Court challenges Vesttoo in Chapter 11
Vesttoo Ltd, the scandal-plagued Israeli insurtech that has scrambled to stay ahead of a stormy summer, has now collapsed into Chapter 11, still vowing to stay alive.
The latest development comes less than a week after the announcement of a liquidation of the company’s collateralised insurer in Bermuda.
That decision came as an about turn, only days after the Bermuda office was listed among the five that would remain open, at a time the company was overnight closing offices and slashing their workforce from 200 to 50.
But the new moves come as reinsurance broker Aon’s White Rock SAC, a major client of the company, submitted a request to the Tel Aviv District Court yesterday to freeze Vesttoo’s assets in all banks, insurance companies and investment houses in Israel, it has been reported.
Calcalist’s CTech also reported that if the request is approved, it would lead to a temporary freeze of all the company's assets in Israel, up to about $135 million.
Vesttoo already had all its assets, including bank accounts, in the US frozen by a New York court last week after a request filed by White Rock.
A hearing was scheduled there for today.
However, as the company now seeks breathing room and protection from creditors, it has reflected on its recent troubled past, confident that it still had a future.
Last night, a company statement said that Vesttoo Ltd and its subsidiaries had commenced Chapter 11 proceedings in the United States Court for the District of Delaware.
It said that with the protection of Chapter 11, the company’s platform and current capital structure remained stable and fully sustainable and that the Vesttoo board of directors had confirmed it did not intend liquidating the company as a result of the proceedings.
The statement said the board intended to emerge from this process a stronger partner to all stakeholders, including employees, customers and vendors.

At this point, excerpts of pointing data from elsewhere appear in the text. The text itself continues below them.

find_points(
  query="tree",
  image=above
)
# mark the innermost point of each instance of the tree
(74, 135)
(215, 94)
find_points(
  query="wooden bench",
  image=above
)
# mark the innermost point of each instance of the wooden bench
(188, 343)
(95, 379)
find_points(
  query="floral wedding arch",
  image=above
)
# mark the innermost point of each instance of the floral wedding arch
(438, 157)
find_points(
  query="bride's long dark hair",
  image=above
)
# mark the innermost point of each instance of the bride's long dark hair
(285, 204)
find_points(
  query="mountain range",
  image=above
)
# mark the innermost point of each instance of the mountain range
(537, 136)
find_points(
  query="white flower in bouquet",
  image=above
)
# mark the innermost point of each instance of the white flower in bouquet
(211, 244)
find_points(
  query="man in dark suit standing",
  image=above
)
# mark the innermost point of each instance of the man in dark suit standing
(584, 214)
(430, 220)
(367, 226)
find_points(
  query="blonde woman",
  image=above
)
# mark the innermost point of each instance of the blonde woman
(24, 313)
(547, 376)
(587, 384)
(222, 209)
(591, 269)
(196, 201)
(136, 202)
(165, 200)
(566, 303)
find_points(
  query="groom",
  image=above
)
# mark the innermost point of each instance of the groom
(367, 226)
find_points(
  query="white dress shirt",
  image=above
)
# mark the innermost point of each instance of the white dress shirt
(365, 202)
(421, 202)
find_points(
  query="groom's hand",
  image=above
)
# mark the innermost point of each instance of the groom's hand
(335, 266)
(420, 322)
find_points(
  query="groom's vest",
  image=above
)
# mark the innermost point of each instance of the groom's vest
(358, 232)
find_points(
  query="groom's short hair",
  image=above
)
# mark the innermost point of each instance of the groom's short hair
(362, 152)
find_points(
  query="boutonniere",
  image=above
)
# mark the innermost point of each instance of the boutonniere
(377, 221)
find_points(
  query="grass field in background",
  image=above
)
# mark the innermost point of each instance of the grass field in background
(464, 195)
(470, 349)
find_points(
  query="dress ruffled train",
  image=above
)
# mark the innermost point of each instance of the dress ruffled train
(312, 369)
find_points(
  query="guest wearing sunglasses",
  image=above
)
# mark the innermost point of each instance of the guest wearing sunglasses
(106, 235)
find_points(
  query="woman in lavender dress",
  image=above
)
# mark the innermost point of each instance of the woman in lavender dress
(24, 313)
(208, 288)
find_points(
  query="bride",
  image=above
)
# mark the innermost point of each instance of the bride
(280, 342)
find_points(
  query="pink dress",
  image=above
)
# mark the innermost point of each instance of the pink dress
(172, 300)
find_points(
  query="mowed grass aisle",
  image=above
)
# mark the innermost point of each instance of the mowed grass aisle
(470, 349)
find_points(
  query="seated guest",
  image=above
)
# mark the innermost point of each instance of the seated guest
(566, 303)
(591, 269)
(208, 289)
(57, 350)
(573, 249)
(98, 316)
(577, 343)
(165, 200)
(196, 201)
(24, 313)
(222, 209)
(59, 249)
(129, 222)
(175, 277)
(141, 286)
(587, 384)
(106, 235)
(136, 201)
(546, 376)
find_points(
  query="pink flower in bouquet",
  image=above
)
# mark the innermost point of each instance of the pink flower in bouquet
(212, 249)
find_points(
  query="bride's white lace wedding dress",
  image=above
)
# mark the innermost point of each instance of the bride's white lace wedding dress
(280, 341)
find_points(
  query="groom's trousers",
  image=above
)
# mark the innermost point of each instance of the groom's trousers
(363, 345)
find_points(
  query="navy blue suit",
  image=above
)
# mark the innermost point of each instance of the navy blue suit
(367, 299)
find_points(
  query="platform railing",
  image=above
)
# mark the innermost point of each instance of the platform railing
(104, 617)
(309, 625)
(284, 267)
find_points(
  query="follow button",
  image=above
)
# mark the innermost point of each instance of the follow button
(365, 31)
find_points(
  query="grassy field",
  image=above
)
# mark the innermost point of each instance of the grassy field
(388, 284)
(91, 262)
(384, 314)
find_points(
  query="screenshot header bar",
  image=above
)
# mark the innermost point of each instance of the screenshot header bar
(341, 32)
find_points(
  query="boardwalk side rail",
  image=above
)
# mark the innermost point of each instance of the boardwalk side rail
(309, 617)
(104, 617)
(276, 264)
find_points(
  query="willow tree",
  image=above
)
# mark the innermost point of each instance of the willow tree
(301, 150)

Ami Barlev, Vesttoo’s interim CEO said: "We believe the steps we are taking are best for Vesttoo’s long-term growth and success. Not only will they result in a strong, more sustainable capital structure, but they will provide us with the platform to aggressively pursue all parties that harmed our business.“
Mr Barlev, a company founder and board member, took over the running of the company last week.

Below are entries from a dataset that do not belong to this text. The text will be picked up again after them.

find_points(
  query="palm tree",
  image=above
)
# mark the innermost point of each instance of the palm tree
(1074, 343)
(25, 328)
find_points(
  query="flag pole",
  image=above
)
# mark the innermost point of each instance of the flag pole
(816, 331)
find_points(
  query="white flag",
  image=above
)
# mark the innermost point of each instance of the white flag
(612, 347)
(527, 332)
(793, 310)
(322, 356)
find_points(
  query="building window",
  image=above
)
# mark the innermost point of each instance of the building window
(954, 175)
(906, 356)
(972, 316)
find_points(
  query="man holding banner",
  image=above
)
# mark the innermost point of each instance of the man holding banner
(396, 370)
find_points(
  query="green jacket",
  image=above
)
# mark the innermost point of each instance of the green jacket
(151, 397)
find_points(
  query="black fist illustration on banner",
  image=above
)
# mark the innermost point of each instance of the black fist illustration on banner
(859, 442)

He added: “We fully believe that Vesttoo’s unique core technology and experienced team, coupled with the needs of the market, constitute a strong base for rebuilding the company better and stronger than before.”
The company also said that in light of the various allegations related to the fraudulent letters of credit used on Vesttoo’s platform, the company determined that Chapter 11 was necessary to protect Vesttoo’s assets and serve as a forum to pursue legal action against those responsible for the company’s current situation.
Vesttoo said this would allow the development of its business plan moving forward under the company’s board of directors.
The statement added: “Furthermore, it will provide the company with protection from its creditors, strengthen its business and facilitate its restructuring plan while maintaining normal business operations.”
Things have been anything but normal for some weeks.
The company began as a marketplace, using technology, data science expertise, finance and risk transfer to diversify investment opportunities and provide new sources of insurance capacity.
Vesttoo continues ongoing inquiries into the events leading up to the first report of a fraudulent Letter of Credit that began its incredible downward spiral.
The company is being advised through this process by an experienced global risk, audit and compliance expert and external lawyers.
Yaniv Bertele, Vesttoo’s recently installed CEO and Alon Lifshitz, the chief financial engineer, were sidelined from their roles at the company earlier in the month and put on paid leave.